Мокрое от пота и крови тело истязали долго: Дару казалось, что целую вечность. Сдирали полосками кожу, поливали раскаленным железом, вставляли толстые иглы под ногтевые пластины, ломали кости… Да и тело его уже ему не принадлежало: это был сросшийся комок окровавленной плоти, которая мечтала лишь об одном — о смерти. Боль, боль, боль… В сломанных пальцах, в легких, прошитых осколками ребер. Везде.

И, видно, Эльга даровала своему непутевому сыну еще одну милость: когда тяжелый молот в очередной раз опустился на ноги, Дарен потерял сознание, успев лишь прошептать богине: "Спасибо".
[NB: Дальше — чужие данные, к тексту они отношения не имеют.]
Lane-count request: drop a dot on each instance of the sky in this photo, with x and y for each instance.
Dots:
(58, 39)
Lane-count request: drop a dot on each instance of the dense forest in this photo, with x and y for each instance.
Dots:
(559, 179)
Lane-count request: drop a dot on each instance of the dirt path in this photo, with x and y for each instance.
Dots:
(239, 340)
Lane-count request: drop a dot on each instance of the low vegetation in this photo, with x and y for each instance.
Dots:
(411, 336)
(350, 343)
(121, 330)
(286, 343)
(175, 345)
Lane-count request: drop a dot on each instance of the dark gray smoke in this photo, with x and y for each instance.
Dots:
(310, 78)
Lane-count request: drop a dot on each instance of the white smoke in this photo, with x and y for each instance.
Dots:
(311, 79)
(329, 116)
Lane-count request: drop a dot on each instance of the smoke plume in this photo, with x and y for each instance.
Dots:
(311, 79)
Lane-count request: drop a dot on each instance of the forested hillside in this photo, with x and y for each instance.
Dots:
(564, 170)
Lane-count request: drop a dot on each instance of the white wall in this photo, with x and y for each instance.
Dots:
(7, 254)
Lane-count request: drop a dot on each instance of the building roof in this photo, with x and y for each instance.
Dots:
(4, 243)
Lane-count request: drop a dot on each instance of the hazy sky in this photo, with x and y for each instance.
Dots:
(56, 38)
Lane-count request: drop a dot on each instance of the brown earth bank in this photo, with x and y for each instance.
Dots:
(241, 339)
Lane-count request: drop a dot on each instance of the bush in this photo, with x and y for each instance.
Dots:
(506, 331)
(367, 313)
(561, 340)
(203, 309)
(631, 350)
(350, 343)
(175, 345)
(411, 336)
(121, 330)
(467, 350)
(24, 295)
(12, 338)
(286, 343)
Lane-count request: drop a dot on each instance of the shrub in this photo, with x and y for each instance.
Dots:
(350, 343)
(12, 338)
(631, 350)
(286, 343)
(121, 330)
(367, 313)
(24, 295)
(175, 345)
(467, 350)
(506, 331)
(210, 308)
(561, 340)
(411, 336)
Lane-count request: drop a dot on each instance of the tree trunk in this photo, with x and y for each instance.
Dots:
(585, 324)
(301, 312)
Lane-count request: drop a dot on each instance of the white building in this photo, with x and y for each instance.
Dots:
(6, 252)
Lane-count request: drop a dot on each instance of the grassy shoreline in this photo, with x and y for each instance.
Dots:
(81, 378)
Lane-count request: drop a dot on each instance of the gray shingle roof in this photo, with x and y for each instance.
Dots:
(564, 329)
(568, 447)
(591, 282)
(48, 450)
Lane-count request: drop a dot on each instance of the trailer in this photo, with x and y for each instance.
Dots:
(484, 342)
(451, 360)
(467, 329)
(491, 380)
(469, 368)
Но даже в бессознательном состоянии боль не отпустила его.

Дар очнулся от нее же и еле слышно застонал сквозь сжатые зубы: кричать он больше не мог — дышать получалось с трудом, а при каждом вдохе внутри что-то противно и противоестественно хлюпало. Ах, да. Ребра. Чудом уцелевшие от переломов руки, судя по всему, были прикованы высоко к стене: сам Дарен вынужденно полусидел, опрокинув голову на грудь. Ноги, судя по ощущениям, представляли собой сплошное кровавое месиво, и войник даже не пытался понять, под каким углом они лежат — боль была адской. Но, как ни странно, мозг продолжал напряженно работать, стремительно выдавая картинку за картинкой, так, что даже закрытые глаза стали болеть.

Войнику понадобилось неимоверное количество гордости, замешанной на силе воли, чтобы поднять голову и кое-как оставить ее в вертикальном положении. С огромным усилием он открыл глаза, но ничего не увидел. Его ослепили?..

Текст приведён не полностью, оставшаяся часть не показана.